While the fight for queer marriage equality is certainly a step forward in recognising the political rights of the community, entering the ‘sacred’ institution of marriage will not immediately end the violence against them.
Deepanshu Mohan, Professor of Economics and Director, Centre for New Economics Studies (CNES), Jindal School of Liberal Arts and Humanities, O.P. Jindal Global University, Sonipat, Haryana, India.
Tavleen Kaur, Senior Research Assistant with CNES and the Team Lead for Swabhimaan and a member of the Visual Storyboards initiative of CNES.
In what came across as a major disappointment from India’s Supreme Court, the apex court declined on 17 October to legalise same-sex unions, dashing the hopes of millions of LGBTQ+ people seeking marriage equality.

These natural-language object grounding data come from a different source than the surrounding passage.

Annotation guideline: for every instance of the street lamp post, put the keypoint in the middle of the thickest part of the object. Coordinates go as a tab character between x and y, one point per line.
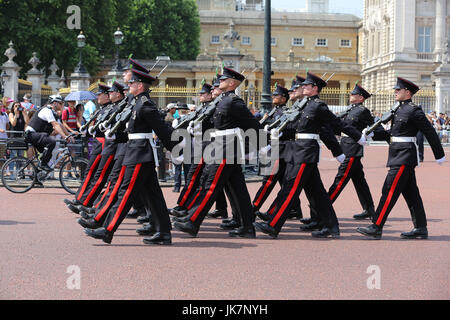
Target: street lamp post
118	39
81	43
4	77
266	102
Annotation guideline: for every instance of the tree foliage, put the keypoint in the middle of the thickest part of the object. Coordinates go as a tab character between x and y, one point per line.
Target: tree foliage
150	27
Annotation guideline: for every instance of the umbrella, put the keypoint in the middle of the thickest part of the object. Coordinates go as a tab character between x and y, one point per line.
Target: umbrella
80	95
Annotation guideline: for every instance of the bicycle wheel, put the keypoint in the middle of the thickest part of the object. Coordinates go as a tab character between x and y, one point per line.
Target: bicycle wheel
72	173
18	174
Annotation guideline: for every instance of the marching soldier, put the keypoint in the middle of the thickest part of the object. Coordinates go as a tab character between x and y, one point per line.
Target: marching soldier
301	169
230	117
104	202
139	178
279	99
95	157
408	119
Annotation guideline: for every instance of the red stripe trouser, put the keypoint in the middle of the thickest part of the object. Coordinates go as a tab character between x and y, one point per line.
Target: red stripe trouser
400	180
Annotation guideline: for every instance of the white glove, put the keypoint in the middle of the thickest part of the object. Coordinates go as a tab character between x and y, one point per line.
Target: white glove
441	161
363	140
264	151
340	158
370	134
275	134
91	131
109	136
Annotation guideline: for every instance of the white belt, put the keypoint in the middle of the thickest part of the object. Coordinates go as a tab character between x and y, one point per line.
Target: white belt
404	139
408	139
137	136
309	136
227	132
306	136
231	132
149	137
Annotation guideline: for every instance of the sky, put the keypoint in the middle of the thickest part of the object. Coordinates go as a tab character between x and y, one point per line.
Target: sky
336	6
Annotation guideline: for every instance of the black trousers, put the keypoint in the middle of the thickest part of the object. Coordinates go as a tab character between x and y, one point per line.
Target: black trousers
400	180
298	177
219	177
99	180
44	143
94	162
177	176
140	181
268	184
191	188
351	168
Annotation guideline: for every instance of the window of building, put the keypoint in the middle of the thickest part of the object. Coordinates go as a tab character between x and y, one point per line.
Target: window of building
424	39
322	43
215	39
246	41
346	43
297	42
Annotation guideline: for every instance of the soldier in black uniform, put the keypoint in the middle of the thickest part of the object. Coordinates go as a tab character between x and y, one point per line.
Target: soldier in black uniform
104	202
359	117
230	117
95	156
287	140
108	152
408	119
140	179
301	170
279	99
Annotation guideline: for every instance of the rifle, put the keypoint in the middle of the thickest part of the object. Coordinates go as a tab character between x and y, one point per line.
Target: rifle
122	118
289	116
100	119
208	111
269	115
385	118
92	118
104	125
186	120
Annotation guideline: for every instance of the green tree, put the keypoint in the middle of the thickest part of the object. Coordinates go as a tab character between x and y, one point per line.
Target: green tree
151	28
156	27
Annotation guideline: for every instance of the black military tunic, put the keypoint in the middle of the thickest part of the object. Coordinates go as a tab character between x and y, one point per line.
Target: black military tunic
139	177
351	168
106	163
402	160
226	173
301	170
94	160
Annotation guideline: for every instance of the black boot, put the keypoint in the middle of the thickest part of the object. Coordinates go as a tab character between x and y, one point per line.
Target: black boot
178	211
218	213
89	223
137	213
266	228
416	233
233	224
372	231
159	238
100	233
327	233
243	232
366	214
187	227
147	230
314	225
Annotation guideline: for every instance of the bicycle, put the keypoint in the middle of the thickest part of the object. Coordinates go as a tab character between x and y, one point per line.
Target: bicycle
20	174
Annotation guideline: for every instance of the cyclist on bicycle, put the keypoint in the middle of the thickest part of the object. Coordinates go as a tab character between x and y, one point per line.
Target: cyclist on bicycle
40	128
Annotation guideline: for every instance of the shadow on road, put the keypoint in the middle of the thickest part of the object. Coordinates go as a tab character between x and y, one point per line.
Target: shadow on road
12	223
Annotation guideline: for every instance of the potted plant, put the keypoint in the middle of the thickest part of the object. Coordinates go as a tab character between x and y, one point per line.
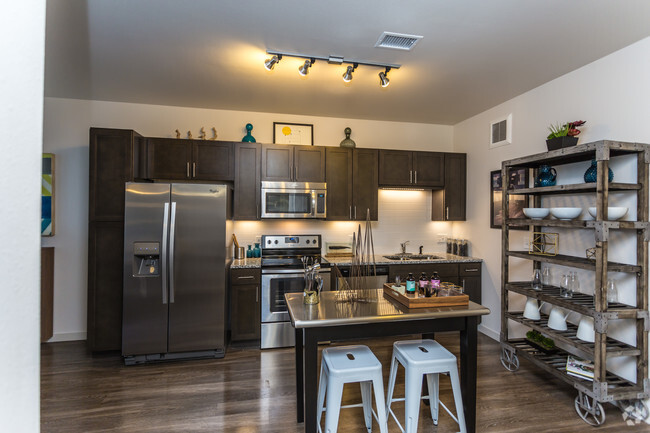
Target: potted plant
539	342
563	135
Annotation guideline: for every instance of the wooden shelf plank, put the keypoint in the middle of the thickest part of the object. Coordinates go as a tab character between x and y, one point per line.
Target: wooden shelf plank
576	262
573	189
580	303
555	364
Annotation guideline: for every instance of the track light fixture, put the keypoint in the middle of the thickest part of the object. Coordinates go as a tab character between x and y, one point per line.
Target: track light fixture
269	64
383	79
304	68
334	60
347	75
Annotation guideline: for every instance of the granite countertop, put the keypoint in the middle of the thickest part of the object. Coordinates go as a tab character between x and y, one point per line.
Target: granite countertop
379	260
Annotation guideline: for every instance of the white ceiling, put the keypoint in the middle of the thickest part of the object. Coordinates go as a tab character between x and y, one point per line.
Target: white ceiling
474	55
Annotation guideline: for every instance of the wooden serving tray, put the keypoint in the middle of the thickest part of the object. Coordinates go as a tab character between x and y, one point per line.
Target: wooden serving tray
434	301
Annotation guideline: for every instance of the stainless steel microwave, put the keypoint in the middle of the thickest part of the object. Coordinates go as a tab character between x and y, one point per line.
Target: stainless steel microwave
294	200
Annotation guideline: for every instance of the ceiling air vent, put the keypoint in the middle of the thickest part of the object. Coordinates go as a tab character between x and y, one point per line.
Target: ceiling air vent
397	41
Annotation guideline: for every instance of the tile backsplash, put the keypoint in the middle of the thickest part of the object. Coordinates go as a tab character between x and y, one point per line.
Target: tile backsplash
403	215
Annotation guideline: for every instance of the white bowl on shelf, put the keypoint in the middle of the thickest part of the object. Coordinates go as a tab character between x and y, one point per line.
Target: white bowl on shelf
536	213
566	213
613	213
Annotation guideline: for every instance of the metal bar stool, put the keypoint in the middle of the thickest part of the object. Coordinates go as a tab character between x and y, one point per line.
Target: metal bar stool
347	364
423	357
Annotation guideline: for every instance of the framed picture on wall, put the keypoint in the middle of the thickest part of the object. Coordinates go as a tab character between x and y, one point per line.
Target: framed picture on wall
517	203
293	133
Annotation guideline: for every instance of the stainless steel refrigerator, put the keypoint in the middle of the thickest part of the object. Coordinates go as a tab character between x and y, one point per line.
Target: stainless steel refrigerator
176	252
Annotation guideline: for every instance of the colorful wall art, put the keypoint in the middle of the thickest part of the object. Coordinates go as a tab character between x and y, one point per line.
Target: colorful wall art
47	195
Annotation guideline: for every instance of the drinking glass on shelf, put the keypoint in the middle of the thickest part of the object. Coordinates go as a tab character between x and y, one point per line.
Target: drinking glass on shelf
536	282
546	276
565	286
574	283
612	291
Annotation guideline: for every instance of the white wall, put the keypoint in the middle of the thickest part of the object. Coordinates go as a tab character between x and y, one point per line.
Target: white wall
612	95
22	37
66	123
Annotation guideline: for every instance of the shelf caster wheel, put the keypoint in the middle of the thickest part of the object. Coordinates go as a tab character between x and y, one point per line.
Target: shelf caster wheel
590	410
509	359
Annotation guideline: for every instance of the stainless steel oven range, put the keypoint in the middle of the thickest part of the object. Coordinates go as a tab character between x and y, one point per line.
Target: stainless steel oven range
283	272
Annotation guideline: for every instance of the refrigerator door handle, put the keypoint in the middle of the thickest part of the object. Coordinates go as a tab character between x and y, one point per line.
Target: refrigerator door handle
172	238
163	262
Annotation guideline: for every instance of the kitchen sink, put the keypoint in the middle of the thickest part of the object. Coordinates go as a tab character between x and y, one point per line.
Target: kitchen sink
413	257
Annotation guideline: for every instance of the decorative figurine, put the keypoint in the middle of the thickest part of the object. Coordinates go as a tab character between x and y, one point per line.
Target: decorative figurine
348	142
248	138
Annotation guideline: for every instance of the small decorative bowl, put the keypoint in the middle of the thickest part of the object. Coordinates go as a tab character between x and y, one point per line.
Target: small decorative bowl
566	213
613	213
536	213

The court instead accepted the government’s offer to set up a panel to consider granting more legal rights and benefits to same-sex couples.

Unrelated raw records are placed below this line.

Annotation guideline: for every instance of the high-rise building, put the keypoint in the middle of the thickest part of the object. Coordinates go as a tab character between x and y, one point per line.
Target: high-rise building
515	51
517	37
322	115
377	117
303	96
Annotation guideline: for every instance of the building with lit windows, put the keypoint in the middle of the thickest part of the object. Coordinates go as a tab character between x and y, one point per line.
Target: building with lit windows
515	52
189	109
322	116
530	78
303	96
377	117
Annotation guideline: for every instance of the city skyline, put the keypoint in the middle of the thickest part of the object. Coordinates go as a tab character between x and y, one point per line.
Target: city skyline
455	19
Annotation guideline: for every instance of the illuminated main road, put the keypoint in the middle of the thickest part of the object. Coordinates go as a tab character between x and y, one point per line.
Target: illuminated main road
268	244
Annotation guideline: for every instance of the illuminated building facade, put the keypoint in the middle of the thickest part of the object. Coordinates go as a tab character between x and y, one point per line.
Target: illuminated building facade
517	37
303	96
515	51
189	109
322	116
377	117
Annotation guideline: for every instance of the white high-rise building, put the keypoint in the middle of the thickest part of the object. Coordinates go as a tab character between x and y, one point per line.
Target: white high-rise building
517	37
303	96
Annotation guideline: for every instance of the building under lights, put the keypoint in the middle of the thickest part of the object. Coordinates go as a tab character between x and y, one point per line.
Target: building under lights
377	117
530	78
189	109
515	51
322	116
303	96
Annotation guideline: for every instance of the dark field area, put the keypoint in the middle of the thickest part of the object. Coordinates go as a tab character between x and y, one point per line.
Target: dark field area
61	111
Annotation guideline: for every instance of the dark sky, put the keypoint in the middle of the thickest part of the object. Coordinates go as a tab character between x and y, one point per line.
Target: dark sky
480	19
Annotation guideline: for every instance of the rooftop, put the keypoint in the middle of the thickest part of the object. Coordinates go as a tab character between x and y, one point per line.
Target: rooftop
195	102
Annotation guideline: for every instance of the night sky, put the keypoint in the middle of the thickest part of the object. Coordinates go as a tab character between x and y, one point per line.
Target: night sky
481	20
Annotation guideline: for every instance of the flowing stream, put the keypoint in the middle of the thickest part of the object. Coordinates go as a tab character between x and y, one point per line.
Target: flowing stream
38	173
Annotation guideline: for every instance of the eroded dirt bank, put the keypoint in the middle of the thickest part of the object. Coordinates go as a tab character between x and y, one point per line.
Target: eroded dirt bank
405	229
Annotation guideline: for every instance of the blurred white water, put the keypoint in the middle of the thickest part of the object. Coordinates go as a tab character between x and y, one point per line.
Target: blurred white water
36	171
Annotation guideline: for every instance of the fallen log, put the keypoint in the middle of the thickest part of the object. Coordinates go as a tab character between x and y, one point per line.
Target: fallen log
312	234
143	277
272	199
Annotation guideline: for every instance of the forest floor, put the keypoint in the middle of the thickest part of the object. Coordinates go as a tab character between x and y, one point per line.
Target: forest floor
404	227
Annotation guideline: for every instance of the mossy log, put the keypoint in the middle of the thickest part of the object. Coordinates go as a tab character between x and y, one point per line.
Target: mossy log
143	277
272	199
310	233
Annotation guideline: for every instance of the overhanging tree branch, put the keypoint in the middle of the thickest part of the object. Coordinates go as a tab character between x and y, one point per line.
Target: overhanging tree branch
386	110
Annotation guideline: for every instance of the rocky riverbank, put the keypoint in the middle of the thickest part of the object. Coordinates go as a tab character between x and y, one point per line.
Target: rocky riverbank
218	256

Activists and same-sex couples said they were disappointed by the judgment and would continue their campaign. The court was considering 21 petitions by same-sex couples and activists.
The five-judge bench had held extensive hearings in April and May of this year and the deliberations were “live streamed in public interest”. The petitioners had argued that not being able to marry violated their constitutional rights and made them “second-class citizens”.

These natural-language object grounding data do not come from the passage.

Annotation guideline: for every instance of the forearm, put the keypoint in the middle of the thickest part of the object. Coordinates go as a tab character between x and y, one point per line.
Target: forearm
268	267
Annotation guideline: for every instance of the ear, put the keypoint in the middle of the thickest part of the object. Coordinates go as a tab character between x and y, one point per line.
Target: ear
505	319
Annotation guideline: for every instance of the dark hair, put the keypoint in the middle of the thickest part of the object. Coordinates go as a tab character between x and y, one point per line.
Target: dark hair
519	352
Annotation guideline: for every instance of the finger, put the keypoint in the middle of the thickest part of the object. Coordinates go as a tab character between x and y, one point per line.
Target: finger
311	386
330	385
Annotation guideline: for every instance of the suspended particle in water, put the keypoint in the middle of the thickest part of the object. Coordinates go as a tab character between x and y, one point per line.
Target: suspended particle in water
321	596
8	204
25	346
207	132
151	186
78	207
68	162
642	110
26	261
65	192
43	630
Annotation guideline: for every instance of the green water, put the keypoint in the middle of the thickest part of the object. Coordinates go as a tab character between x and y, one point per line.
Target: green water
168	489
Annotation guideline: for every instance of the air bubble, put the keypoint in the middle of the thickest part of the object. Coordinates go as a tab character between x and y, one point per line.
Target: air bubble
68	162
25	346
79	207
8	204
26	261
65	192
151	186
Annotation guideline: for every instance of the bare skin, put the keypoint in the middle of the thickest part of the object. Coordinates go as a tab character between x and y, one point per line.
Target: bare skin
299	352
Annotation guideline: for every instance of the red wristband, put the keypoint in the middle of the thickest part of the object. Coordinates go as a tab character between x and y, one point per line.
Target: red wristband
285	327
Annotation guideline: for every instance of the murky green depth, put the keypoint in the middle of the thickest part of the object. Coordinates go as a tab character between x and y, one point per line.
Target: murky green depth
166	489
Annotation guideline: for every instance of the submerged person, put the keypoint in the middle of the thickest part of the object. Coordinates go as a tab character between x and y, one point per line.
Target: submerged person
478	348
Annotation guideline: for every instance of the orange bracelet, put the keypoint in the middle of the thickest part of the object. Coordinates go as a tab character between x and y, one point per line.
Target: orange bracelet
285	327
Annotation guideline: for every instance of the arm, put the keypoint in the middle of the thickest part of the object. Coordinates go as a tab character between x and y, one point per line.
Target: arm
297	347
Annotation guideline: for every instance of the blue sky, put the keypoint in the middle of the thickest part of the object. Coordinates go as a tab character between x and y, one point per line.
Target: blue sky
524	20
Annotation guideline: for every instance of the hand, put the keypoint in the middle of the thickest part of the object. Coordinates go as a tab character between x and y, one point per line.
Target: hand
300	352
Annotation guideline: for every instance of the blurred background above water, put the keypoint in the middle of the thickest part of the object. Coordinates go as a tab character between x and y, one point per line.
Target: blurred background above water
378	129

They had suggested that the court could just replace “man” and “woman” with “spouse” in the Special Marriage Act, which allows marriage between people from different religions, castes, and countries, to include same-sex unions.
The government, which had strongly opposed the petitions, had insisted that only parliament could discuss the socio-legal issue of marriage and argued that allowing same-sex marriage would lead to “chaos” in society.